The above is the cover of the latest issue of The Comics Journal. The magazine, at $12 a pop, is currently the most expensive monthly periodical known to man. Yet I still buy it because it is one of the few publications speaking intelligently, opinionatedly, and thoroughly about graphic arts and comic storytelling.
This month’s issue focuses on Charles Schulz’ recent biography written by David Michealis. The biography has been met with mixed and strong responses. This issue of The Comics Journal publishes thoughtful and well-written responses from Schulz’ son and other Peanuts experts who care deeply about the related topics.
(Click on the images if you wish to view them individually or larger.)
I have not yet read Michealis’ perspectives of Schulz’ work, art, and personal life, and I doubt I will any time soon.
If you want to know about an artist, then study their art.
Study what they do as much or more than what they say they hope to do or they intend to do. Evaluate an artist by what they do more than by what others’ say the artist intended or believed.
If you want to know what is most important to a person, then look to the things they choose to spend their time doing and creating on a daily basis.
You might learn more about an artist through reading a third person’s perspective. But sometimes biographies and autobiographies suggest priorities that are inconsistent with the artist’s real actions and priorities.
Consider all the information, but in the critical analysis, independently weigh for yourself an artist’s actions and work products as much or more than what others suggest the interpretive perspectives should be.
There’s nothing inherently wrong with a biography about Charles Schulz. But there are few artists who for so long revealed so much about their personal thoughts. Any biography that would try to suggest there are fewer overriding and narrowing themes that should characterize Charles Schulz as a person or an artist should be distrusted. Few artists have ever expressed their considerations and psyche with such fullness, layering, and complexity as Schulz. Few artists, if any, have ever so openly exposed their social perspectives to as wide of an audience for as long as Schulz did. It would be counter to the creative forces Charles Schulz spent his whole life perpetuating to try to summarize or narrow the possible interpretations of his life’s artworks.

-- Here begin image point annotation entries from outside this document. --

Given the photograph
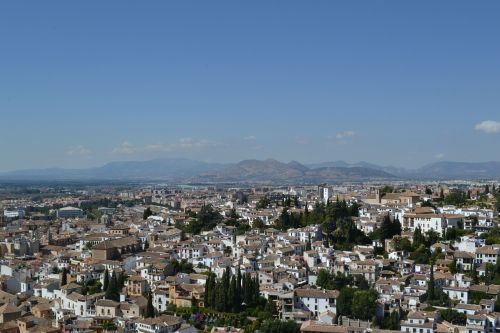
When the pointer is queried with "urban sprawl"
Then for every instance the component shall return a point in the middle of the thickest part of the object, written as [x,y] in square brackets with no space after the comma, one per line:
[152,258]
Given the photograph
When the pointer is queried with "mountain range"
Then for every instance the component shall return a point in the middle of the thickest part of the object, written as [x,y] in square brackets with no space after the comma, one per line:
[270,170]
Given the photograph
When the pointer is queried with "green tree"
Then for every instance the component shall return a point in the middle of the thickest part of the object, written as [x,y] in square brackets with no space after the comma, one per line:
[344,301]
[453,266]
[106,280]
[64,277]
[392,322]
[147,213]
[364,304]
[279,326]
[453,316]
[150,310]
[113,292]
[258,224]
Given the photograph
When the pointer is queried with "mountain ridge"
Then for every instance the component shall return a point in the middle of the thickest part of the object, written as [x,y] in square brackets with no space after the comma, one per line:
[181,169]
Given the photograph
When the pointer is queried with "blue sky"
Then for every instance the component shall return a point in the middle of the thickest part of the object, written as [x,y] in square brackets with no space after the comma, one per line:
[390,82]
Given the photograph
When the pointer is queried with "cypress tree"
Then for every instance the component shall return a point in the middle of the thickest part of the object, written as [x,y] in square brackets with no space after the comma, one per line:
[106,280]
[213,291]
[237,297]
[113,292]
[206,295]
[121,281]
[244,290]
[431,286]
[231,295]
[64,278]
[150,310]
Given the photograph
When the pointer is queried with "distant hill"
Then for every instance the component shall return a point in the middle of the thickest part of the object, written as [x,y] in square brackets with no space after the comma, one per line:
[168,169]
[462,170]
[274,171]
[270,170]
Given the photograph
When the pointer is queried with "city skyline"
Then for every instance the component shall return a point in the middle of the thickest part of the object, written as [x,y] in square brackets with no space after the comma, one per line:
[394,84]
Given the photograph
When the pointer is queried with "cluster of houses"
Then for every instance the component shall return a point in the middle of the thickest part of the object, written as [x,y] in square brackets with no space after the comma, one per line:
[35,253]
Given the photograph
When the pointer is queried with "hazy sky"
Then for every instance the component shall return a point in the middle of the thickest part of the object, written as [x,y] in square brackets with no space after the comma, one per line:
[390,82]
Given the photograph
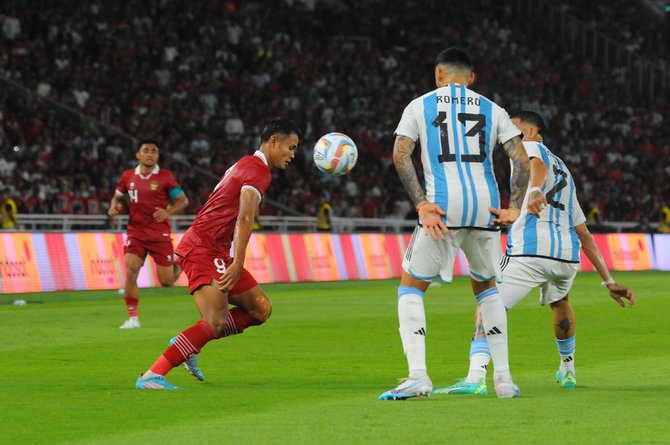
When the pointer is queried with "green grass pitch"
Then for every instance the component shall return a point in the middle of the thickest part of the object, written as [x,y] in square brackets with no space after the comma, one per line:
[312,374]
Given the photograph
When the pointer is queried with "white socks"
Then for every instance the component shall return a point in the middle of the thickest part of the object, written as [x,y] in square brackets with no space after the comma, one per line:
[494,319]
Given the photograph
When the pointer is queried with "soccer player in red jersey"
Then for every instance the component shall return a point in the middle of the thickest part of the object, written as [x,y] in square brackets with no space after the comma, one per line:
[215,279]
[150,189]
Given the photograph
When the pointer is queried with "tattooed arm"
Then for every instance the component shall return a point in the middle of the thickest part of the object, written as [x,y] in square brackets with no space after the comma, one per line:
[402,158]
[429,213]
[520,175]
[514,149]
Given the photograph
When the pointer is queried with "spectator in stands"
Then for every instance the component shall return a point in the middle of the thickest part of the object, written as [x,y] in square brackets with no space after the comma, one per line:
[323,223]
[8,209]
[202,101]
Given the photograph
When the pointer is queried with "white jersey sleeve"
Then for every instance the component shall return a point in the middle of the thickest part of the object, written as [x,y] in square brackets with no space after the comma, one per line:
[578,217]
[458,130]
[532,150]
[408,125]
[553,234]
[507,130]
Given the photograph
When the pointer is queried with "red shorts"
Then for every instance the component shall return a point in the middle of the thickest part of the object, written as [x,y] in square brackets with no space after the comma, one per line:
[201,266]
[161,251]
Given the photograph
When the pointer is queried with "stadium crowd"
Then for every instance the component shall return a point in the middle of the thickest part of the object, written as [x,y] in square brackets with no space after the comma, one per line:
[201,77]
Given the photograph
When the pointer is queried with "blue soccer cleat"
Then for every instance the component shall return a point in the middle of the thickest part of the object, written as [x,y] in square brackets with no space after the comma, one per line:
[507,391]
[192,366]
[567,380]
[409,388]
[157,382]
[463,387]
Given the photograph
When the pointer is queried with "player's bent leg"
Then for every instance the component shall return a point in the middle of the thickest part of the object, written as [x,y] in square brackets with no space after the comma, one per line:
[253,309]
[564,330]
[213,307]
[133,265]
[412,318]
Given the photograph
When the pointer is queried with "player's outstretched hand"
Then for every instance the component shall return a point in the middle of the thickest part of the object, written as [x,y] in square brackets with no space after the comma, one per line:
[536,203]
[160,214]
[618,292]
[431,219]
[230,277]
[504,217]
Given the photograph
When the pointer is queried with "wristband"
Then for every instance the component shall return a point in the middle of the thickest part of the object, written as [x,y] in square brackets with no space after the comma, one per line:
[421,204]
[609,281]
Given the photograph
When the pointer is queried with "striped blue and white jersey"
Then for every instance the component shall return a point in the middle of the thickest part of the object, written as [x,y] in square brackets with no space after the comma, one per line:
[553,234]
[458,130]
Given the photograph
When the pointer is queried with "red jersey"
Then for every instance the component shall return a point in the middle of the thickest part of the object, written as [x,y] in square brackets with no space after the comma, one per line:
[214,225]
[146,193]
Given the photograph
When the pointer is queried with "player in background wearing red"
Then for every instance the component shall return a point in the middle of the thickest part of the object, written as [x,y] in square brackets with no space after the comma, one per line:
[150,190]
[215,279]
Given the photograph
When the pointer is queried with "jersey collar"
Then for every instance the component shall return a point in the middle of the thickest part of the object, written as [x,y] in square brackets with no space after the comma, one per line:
[153,172]
[261,155]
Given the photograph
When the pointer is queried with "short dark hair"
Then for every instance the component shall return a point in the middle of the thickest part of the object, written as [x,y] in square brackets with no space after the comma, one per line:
[530,117]
[147,141]
[454,56]
[279,125]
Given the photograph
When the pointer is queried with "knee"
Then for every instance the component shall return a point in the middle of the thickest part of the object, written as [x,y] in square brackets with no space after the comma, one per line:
[560,304]
[218,325]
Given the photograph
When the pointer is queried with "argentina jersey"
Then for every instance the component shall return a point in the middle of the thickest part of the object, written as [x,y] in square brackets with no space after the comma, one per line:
[553,234]
[458,130]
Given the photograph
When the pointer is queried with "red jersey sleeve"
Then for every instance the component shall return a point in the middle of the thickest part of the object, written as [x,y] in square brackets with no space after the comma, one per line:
[257,175]
[122,186]
[172,186]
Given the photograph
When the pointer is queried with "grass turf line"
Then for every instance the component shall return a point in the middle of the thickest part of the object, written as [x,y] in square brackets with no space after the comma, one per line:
[313,372]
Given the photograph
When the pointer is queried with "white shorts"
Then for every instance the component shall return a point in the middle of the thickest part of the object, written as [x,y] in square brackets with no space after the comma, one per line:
[427,258]
[523,274]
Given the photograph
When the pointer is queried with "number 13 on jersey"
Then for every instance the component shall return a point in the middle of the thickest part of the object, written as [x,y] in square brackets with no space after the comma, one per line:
[476,130]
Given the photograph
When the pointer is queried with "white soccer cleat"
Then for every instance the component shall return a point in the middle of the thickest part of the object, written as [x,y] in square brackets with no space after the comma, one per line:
[409,388]
[507,391]
[131,323]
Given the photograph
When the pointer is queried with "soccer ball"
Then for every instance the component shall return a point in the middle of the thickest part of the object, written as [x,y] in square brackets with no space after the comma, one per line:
[335,154]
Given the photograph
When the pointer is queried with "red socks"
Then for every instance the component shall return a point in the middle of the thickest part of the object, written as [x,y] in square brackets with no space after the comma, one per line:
[238,321]
[131,305]
[187,344]
[190,341]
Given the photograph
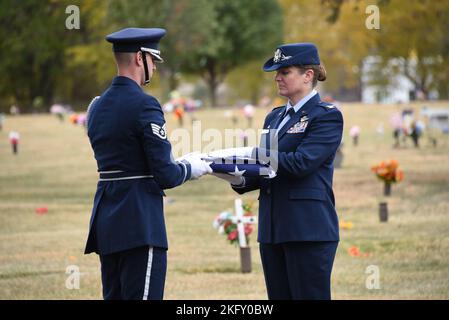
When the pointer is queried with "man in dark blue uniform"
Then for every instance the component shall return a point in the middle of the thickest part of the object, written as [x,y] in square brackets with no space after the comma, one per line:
[127,131]
[298,224]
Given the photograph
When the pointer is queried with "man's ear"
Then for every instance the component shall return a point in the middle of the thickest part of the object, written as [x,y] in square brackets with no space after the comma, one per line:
[309,75]
[138,58]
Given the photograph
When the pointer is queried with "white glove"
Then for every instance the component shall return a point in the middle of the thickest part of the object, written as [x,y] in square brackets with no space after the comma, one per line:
[198,166]
[229,178]
[245,152]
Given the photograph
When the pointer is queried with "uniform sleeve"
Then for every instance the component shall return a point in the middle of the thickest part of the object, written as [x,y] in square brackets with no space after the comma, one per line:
[251,183]
[166,171]
[323,138]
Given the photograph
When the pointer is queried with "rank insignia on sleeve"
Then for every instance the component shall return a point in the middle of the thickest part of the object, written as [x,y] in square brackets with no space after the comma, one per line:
[159,131]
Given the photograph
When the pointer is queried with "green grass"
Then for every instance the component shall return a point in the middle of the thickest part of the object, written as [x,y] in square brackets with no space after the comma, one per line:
[55,168]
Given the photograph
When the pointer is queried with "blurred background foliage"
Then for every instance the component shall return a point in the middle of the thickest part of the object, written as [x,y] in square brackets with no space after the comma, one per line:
[212,44]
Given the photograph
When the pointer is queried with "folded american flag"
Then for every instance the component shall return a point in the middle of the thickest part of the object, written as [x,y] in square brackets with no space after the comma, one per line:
[237,166]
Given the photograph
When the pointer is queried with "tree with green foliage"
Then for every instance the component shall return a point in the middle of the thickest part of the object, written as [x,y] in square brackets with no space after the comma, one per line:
[243,31]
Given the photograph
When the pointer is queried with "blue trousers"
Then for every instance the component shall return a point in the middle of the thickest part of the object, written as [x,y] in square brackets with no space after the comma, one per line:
[135,274]
[298,270]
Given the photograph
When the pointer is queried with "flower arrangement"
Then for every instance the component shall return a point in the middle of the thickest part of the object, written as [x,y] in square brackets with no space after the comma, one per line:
[225,223]
[388,171]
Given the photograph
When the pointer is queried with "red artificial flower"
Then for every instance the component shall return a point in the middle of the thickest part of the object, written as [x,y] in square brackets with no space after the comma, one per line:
[233,235]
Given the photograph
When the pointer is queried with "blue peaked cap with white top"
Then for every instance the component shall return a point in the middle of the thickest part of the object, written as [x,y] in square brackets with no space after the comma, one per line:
[305,53]
[137,39]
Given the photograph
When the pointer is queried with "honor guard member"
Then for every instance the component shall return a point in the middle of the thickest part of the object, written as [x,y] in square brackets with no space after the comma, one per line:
[298,224]
[127,131]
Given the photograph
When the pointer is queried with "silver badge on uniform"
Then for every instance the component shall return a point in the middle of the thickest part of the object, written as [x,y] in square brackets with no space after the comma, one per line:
[159,131]
[299,127]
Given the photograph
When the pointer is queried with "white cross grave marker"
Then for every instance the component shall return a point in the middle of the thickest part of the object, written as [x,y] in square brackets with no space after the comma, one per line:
[240,220]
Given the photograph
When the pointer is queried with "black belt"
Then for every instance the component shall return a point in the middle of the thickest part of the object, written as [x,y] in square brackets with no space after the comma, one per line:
[123,175]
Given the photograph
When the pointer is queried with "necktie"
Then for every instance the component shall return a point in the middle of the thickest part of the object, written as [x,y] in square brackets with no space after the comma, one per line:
[281,121]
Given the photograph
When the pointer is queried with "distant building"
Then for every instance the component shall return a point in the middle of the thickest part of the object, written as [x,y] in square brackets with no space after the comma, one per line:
[399,90]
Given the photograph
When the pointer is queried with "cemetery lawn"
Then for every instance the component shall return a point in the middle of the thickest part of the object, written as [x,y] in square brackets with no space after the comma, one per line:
[55,169]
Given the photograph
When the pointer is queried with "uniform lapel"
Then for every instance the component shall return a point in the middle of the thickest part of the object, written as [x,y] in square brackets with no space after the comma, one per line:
[301,112]
[272,125]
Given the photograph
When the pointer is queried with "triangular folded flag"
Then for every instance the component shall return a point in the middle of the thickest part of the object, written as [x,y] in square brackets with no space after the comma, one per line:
[238,166]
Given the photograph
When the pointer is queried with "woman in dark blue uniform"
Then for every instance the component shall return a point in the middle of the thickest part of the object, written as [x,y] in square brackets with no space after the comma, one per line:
[298,224]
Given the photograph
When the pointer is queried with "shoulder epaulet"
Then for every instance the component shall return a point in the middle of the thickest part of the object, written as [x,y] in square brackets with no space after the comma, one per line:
[326,105]
[90,106]
[278,107]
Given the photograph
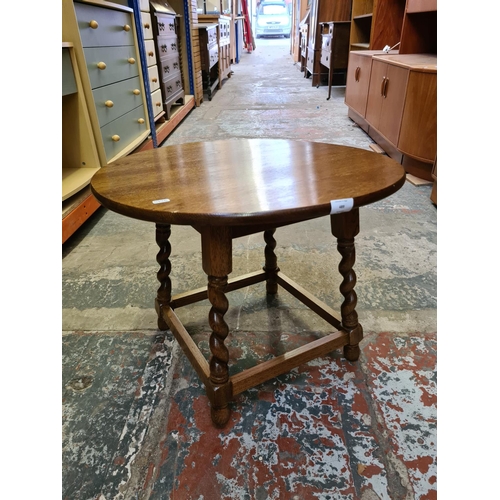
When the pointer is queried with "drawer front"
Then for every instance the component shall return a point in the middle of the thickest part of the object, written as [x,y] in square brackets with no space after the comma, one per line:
[116,99]
[154,79]
[310,60]
[147,27]
[212,35]
[149,45]
[167,47]
[213,55]
[101,27]
[165,25]
[157,102]
[172,86]
[169,67]
[68,77]
[107,65]
[118,134]
[326,41]
[224,30]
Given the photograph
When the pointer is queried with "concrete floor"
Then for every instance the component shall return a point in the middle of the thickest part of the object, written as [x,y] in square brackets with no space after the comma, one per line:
[136,420]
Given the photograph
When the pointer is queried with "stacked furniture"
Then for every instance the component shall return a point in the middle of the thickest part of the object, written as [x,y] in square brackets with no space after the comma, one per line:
[223,43]
[168,48]
[111,117]
[80,160]
[209,57]
[393,96]
[152,67]
[335,50]
[322,11]
[303,40]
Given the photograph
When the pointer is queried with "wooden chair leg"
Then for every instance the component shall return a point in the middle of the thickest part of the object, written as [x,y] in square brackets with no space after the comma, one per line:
[345,226]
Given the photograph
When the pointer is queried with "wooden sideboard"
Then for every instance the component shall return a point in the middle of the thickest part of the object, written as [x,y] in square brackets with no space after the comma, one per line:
[393,96]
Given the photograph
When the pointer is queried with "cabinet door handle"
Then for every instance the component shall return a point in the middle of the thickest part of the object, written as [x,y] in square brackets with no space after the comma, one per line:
[382,86]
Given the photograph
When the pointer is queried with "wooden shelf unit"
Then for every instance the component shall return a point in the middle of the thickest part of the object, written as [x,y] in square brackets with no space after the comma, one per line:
[376,23]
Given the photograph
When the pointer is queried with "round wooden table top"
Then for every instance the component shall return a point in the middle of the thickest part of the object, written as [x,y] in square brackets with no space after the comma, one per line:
[244,181]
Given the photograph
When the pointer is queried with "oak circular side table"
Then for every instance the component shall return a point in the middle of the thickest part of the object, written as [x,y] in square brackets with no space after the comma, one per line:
[230,188]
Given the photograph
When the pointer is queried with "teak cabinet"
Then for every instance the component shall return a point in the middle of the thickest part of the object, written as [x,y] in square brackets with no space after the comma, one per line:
[393,96]
[386,97]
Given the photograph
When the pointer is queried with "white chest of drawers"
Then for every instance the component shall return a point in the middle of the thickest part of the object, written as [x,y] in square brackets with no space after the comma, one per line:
[107,53]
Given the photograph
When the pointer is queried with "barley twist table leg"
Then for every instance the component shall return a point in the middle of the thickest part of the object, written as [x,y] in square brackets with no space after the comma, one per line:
[345,227]
[219,371]
[216,247]
[271,262]
[164,293]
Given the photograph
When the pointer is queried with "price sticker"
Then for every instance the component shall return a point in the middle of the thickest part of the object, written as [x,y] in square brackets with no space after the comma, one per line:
[339,206]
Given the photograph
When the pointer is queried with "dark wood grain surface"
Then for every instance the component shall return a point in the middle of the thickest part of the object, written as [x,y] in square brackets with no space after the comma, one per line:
[243,181]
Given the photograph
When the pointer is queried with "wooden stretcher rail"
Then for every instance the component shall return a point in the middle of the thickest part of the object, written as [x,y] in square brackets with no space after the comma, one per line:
[309,300]
[285,362]
[183,299]
[198,361]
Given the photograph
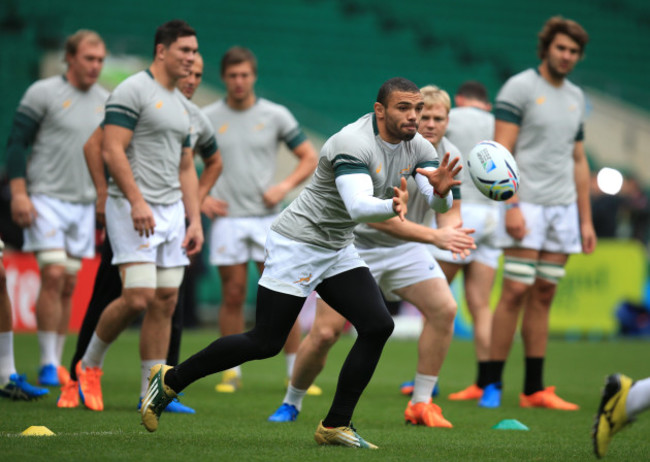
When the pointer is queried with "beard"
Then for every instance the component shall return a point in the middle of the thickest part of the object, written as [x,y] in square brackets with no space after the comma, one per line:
[394,130]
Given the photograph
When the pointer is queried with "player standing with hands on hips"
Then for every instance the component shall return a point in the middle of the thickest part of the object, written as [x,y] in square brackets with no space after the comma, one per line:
[539,118]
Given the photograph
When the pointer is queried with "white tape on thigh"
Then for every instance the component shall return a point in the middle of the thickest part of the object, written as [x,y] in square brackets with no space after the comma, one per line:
[139,276]
[550,272]
[51,257]
[170,277]
[520,270]
[72,265]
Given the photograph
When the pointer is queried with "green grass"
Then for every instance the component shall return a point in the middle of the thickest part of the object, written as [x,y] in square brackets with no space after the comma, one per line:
[234,427]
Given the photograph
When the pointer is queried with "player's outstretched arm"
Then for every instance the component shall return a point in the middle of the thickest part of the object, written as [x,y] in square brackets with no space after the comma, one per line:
[356,191]
[581,175]
[213,166]
[95,164]
[116,139]
[454,238]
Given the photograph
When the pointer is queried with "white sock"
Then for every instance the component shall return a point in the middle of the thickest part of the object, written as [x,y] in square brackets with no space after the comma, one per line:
[60,343]
[145,367]
[291,360]
[294,396]
[423,388]
[7,365]
[638,398]
[95,353]
[47,345]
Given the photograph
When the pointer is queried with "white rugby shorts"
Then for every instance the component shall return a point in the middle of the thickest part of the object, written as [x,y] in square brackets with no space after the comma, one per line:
[552,228]
[61,225]
[296,268]
[398,267]
[484,219]
[235,240]
[162,248]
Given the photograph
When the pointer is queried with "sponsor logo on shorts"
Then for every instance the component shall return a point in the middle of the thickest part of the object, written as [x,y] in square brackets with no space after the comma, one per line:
[306,279]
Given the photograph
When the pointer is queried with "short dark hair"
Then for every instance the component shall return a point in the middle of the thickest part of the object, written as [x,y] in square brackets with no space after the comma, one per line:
[473,89]
[238,55]
[171,31]
[395,84]
[560,25]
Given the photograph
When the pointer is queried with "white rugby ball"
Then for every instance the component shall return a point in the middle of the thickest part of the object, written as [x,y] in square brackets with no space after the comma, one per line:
[493,170]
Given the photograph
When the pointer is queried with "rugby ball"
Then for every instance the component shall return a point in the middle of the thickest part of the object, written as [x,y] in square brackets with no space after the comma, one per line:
[493,170]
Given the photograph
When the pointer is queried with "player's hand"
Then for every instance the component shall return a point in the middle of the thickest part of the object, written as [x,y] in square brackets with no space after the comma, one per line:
[213,208]
[274,195]
[444,177]
[588,237]
[143,220]
[23,212]
[100,208]
[400,199]
[456,239]
[193,239]
[515,223]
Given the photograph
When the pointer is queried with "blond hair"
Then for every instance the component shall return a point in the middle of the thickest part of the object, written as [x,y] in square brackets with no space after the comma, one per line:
[73,41]
[433,95]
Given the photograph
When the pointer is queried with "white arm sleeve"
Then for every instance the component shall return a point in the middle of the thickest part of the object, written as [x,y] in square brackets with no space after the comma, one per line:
[356,191]
[437,203]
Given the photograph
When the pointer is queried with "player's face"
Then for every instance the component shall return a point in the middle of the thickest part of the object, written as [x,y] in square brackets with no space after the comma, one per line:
[433,123]
[239,80]
[562,55]
[188,85]
[401,115]
[85,66]
[180,56]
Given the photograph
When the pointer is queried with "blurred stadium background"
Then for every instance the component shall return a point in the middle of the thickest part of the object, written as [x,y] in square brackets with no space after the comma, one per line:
[325,59]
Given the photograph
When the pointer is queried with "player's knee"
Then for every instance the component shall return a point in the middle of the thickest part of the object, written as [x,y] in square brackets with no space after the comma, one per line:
[266,347]
[138,299]
[550,273]
[234,294]
[380,328]
[325,337]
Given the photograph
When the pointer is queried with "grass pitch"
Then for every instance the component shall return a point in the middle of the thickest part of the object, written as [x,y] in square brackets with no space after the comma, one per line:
[234,427]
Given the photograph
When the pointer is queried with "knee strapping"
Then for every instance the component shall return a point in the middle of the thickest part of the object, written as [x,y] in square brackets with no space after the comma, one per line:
[550,272]
[72,265]
[170,277]
[51,257]
[520,270]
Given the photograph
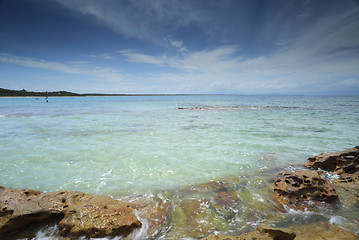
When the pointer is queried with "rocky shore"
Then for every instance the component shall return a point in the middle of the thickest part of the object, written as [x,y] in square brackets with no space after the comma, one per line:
[77,214]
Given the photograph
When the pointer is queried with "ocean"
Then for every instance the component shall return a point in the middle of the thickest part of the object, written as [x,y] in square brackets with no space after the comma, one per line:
[149,145]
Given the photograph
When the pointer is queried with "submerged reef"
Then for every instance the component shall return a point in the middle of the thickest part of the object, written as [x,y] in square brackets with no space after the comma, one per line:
[212,210]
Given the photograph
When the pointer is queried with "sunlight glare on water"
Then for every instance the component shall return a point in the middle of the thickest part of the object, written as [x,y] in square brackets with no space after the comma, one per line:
[141,144]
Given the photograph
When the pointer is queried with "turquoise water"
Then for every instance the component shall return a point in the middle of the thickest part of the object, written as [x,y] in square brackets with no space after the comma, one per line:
[145,147]
[142,144]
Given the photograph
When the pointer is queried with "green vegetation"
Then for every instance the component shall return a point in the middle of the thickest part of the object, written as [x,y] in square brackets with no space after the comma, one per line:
[24,93]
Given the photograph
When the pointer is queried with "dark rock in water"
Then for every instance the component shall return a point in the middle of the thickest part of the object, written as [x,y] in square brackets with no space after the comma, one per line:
[302,189]
[98,216]
[345,161]
[346,165]
[20,207]
[315,231]
[79,214]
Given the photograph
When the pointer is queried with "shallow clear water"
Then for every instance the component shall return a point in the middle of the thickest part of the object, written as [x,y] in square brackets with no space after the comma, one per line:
[144,144]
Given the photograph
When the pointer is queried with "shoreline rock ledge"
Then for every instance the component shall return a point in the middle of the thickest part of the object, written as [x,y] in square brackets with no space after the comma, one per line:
[77,214]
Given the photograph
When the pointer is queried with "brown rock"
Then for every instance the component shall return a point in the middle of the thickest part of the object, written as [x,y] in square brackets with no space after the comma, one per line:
[98,216]
[320,231]
[346,161]
[315,231]
[20,207]
[77,214]
[300,189]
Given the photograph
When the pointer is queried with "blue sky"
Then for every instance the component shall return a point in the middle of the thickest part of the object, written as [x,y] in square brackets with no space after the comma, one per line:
[172,46]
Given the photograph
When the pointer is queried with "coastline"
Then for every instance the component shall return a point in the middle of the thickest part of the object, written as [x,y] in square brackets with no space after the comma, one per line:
[308,187]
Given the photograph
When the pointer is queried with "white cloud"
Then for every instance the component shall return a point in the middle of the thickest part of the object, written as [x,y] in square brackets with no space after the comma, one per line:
[102,56]
[135,57]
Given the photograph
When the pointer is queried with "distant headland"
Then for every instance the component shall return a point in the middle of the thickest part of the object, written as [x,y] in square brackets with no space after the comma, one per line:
[23,93]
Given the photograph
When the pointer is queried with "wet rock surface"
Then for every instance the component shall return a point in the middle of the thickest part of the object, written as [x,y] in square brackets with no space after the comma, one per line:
[346,161]
[231,205]
[79,214]
[302,189]
[316,231]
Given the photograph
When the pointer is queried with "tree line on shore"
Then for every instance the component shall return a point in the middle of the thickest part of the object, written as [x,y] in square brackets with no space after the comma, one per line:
[23,93]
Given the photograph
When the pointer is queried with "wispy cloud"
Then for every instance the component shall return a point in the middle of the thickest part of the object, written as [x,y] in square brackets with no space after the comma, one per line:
[140,19]
[78,67]
[136,57]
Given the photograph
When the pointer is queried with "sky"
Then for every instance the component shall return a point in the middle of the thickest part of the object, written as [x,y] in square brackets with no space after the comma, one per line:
[181,46]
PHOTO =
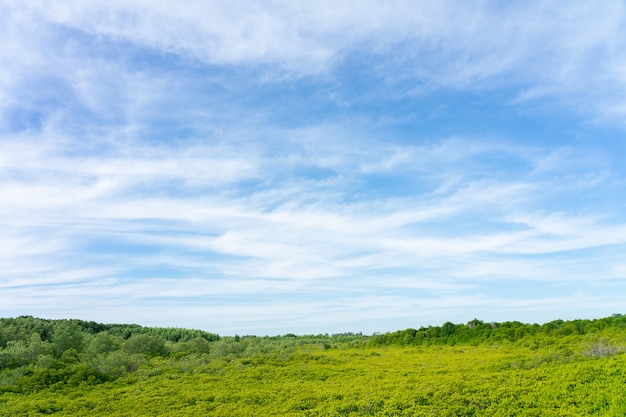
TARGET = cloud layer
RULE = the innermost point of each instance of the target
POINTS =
(264, 167)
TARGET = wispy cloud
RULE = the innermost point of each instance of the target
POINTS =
(238, 161)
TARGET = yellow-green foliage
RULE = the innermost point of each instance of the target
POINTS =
(311, 380)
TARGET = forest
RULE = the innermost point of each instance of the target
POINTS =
(80, 368)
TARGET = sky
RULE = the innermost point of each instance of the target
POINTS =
(271, 167)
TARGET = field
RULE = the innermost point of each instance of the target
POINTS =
(537, 375)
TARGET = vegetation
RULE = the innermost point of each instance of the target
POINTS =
(78, 368)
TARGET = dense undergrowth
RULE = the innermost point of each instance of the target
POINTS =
(78, 368)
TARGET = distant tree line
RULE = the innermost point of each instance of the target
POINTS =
(38, 353)
(477, 331)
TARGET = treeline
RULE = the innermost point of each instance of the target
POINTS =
(23, 327)
(40, 353)
(477, 331)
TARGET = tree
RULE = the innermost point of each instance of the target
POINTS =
(67, 335)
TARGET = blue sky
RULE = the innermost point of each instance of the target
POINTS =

Charles Schulz revealed his thoughts and priorities every day for decades. He tapped into main veins of American culture and no one could escape his draw. I’ve never met a person who could not relate to the Peanuts characters’ thoughts. I’m not saying everyone liked the Peanuts, but I’m saying it would be impossible to have read the strip for any significant period of time and not find yourself saying, “I can relate to that idea or feeling.” In Schulz’ incredible body of work, anyone could pick many individual strips that are autobiographical for their individual life.
Schulz cared about the human condition. He wasn’t a clown. He wasn’t a pessimist. He was an expressionist, expressing the infinite pathways of frustrations and thoughts figure-eighting in our heads. He erred on the side of expressing his inner dialogues. And whether or not he lived a life that was effected by serious depression, few people have created so much joy for so many people. Even if he was regularly depressed, he spent his life leaving behind artworks that are powerful forces against the forces of depression, isolation, psychosis, loneliness, and sadness.
His art speaks for itself. His art speaks for him. It says volumes about who he was as a man. He found that speaking adult concerns through the mouths of babes could be funny, enlivening, and something towards “truth” with a lower case “t.”
Please do not simplify or paraphrase him. If you care about Charles Schulz and his life’s work, take the time to study the artworks and characters he spent a lifetime shaping and publicizing. The more I’ve studied his work, the more the term “genius” seems like a gross understatement of who he was. He was something beyond genius. I doubt Heaven could have an angel more marvelous than what he was for so many of us here on Earth.